Yesterday, on Saturday afternoon, I overheard Ivan talking on the phone when I walked into the kitchen. “You can’t tell her anything,” I heard him say. “She knows it all.” He handed me the phone. When I heard Robyn’s voice, all disappointment about her not calling me back dissolved.

“I’m coming to be with you,” she said, all fired up. “I’ve got my ticket and I’m leaving for the airport now. You’re my best friend and you can’t go through this without me. Or maybe it’s that I can’t go through this without being with you.”

“Don’t worry, there’s no need to come,” I assured her. “I’m okay now. I can deal with this. I’m actually looking forward to it. I’m curious to see how this whole thing will turn out. Don’t come. The flight is expensive and you have to get ready for your classes.”

Robyn is a high-school drama teacher and the school year starts in just two weeks.

“I’m coming. I’ll be there in the morning,”

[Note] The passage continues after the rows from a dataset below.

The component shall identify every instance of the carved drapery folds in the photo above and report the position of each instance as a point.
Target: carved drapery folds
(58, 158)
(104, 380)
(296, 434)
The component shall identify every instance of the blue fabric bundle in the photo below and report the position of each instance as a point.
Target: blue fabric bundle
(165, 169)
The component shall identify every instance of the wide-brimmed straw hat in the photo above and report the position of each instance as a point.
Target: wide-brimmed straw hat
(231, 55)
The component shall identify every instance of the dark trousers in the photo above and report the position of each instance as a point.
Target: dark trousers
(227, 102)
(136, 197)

“Okay, but no crying. You have to be strong like a nurse.”

“I’ll try,” she promises.

It’s Sunday morning and Ivan has gone to the airport to pick up Robyn. It’s time for me to have one final early morning powwow with the Bagel Club. I’m coming from home and they’re coming after their night shift. Eric, the owner of the bagel shop, welcomes us to our “reserved” table, but today we don’t debate the merits of a wood-burning brick oven over an ordinary electric one, or listen to his explanation of how adding salt to the dough toughens the texture or why he flips them halfway through baking (so the tops and the bottoms turn out the same). He places warm bagels on our plates and pours coffee – “on the house” – for us. Jasna and Stephanie, who carpool together, haven’t arrived yet.

“We’ll get to your problem in a minute, Tillie,” Janet says to me as she settles into the bar stool in her spot around our table, which is to my left, “but first, I have to tell you about last night.” She launches into another true story of saving lives on the
ICU
Rapid Response Team. Just after midnight, she was called to the floor see a woman in her twenties, six weeks pregnant with twins, who went into a hypertensive crisis, with a blood pressure of 240 over 110. She was immediately transferred to the
ICU
and put on an
IV
medication called Labetalol, which Janet has slyly renamed
“La-bagel
-ol.” During the night the woman became tachycardic and lost consciousness. Her prognosis is uncertain, but the fetuses are still alive. Luckily for her, Janet and the
ICU
team got to her in time, initiated treatment, and she now has a much better chance of survival.

Soon, the other two arrive. “I can’t stay long,” Stephanie warns as she and Jasna settle into their usual places, Stephanie to my right and Jasna across the table.

“How was your night?” I ask, wondering what made them so late.

“I refuse to answer that question,” Stephanie says but then proceeds to do just that.

“The day nurse called in sick, so we were scrambling to find another nurse because it was not a safe double. Eventually Moira was freed up to take the patient and as I’m out in the hallway, giving her my report, suddenly I smelled something. It was bloody stool – you know that smell, don’t you? Unmistakable.”